23.5.20

Viveremos em Marte

Em quarentena, a noção de espaço muda, se é que o próprio espaço não mude. Vamos com calma: a noção de espaço muda. Acostumado a caminhar — às vezes sozinho, noutras com os amigos Marco Antonio e Fernando — dez quilômetros pelo Aterro, nesta época de confinamento, às 16h, vou do quarto ao banheiro, do banheiro, passando pela sala e pela cozinha, à área de serviço e, de lá, volto ao quarto e recomeço. É uma caminhada bem menor que aquela sob o sol, margeando, como disse Lévi-Strauss, segundo Caetano Veloso, a boca banguela da praia de Botafogo — ando dez minutos e não dez quilômetros. De manhã, tomo quinze minutos de sol.

Rotina. Rotina e disciplina. Resignação com um tempero de desobediência. Se o presindecente nos quer em vida normal, estar confinado é desobediência civil. Portanto desobedeço. Mas, neste instante, quero escrever sobre o confinamento, a política em nazi menor sustenido deixo um pouco de lado, na entrelinha, sob o tapete.

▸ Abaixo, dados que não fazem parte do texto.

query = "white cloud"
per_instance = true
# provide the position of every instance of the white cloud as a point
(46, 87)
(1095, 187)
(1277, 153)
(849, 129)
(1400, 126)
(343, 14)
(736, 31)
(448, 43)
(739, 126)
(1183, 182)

Se não me organizo, nem sei o que pode acontecer. Chutar o medo, descer à rua, dançar pela calçada, entrar no mercado apenas para ver o preço do óleo da soja colhida no oeste do oeste do Centro-Oeste? Seria lindo, não fosse estúpido. Fico em casa e, à distância, participo de reuniões de trabalho em plataformas impressionantes, mas incapazes de fazer da reunião uma reunião de fato. Quando vejo, em miniaturas, todos os colegas, deparo-me com pessoas pouco preocupadas em olhar o outro ou para o outro. Ao contratempo, a solução possível. O virtual é o novo aqui, um menos aqui que o aqui de sempre, pois falta-lhe sutileza.

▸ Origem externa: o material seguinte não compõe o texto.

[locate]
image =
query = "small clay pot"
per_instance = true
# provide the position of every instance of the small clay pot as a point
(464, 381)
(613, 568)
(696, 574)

Estranho mundo. Criticávamos as redes sociais por nos darem a falsa sensação de proximidade, e agora é tudo que temos. Então, reescrevo a frase anterior: as redes sociais são a única forma de encontro. Me dê um emoticon ou um like e, de curtida em curtida, superemos a morte diária. De curtida em curtida, cantemos. De curtida em curtida, falemos daquele meme, daquele vídeo, daquele verso.

Depois que o espaço desmilinguiu-se e perdeu o sentido, construímos a vizinhança afetiva. Nela, o Whatsapp, o Facebook e o Instagran são as janelas abertas de onde bate-se papo com primos na Suíça, com a quase irmã na cidade natal, com um ex-colega de trabalho. Trocam-se receitas, poemas, chistes. Treta-se. Alguns vizinhos trocam de roupa sem se preocupar com o olhar curioso lançado de outra janela. Muitos, frágeis, desmoronam sem se preocupar com a própria vaidade. Por precisão, por sufocamento, escancaram-se as janelas e as portas. Os homens são ou estão ou parecem bons.

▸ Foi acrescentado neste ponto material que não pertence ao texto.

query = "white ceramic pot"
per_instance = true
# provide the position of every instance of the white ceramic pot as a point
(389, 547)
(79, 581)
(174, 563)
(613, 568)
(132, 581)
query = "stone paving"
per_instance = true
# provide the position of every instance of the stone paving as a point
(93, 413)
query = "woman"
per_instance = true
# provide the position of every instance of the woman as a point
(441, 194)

Sem querer quebrar o encanto, não continuaremos bons depois de tudo. Crucificamos Cristo, beijamos a mão de Torquemada, dizimamos autóctones em todos os hemisférios, passamos por inúmeras guerras, duas chamadas de mundiais, e, até hoje e diariamente, matamos crianças na Síria e nas favelas brasileiras. Então, me desculpem, sairemos os mesmos da quarentena, usando máscaras, é verdade e igualmente simbólico. E não apertando a mão dos amigos. E não beijando a torto e a direito. E temendo dar ao corpo o alimento do corpo alheio.


Retirado do site.


É possível salvar-se do pessimismo pensando que em breve viveremos em Marte, em breve não contaremos mais a idade em anos, mas em séculos: veja aquela criatura, um século e já está pensando em deixar a casa dos pais. Em breve, a inteligência artificial nos livrará do mal, amém. Fiquem tranquilos, eis a gota de otimismo, a espécie humana estará salva a despeito dos muitos que não têm resistido à atual ação ostensiva da morte.

Os dias são, mas não sabermos como são de fato. Esta crônica é, mas não sabemos quão crônica é. Eu, o último fio desse novelo, dessa novela, acordo e durmo varado de interrogações. Só me resta então, de minha janela pan-óptica, recitar, em tom de até logo, um verso meio de improviso e sarcástico até sob chuva de canivírus.

 

Se pedir o seu amor, meu amor,

manda-me-lô, criptografado

e higienizado em álcool em gel, safra 2020,

pela deep web,

mas não envie nudes, meu amor,

já me esqueci como ser happy.


2 comentários:

Unknown disse...

Ê beleza. Se superando, hein rapaz? Crônica num misto de angústia, humor e amor.
Ronaldo Guimarães

No Osso disse...

Fala, seu Ronaldo, obrigado pela passagem por aqui, por esta janela.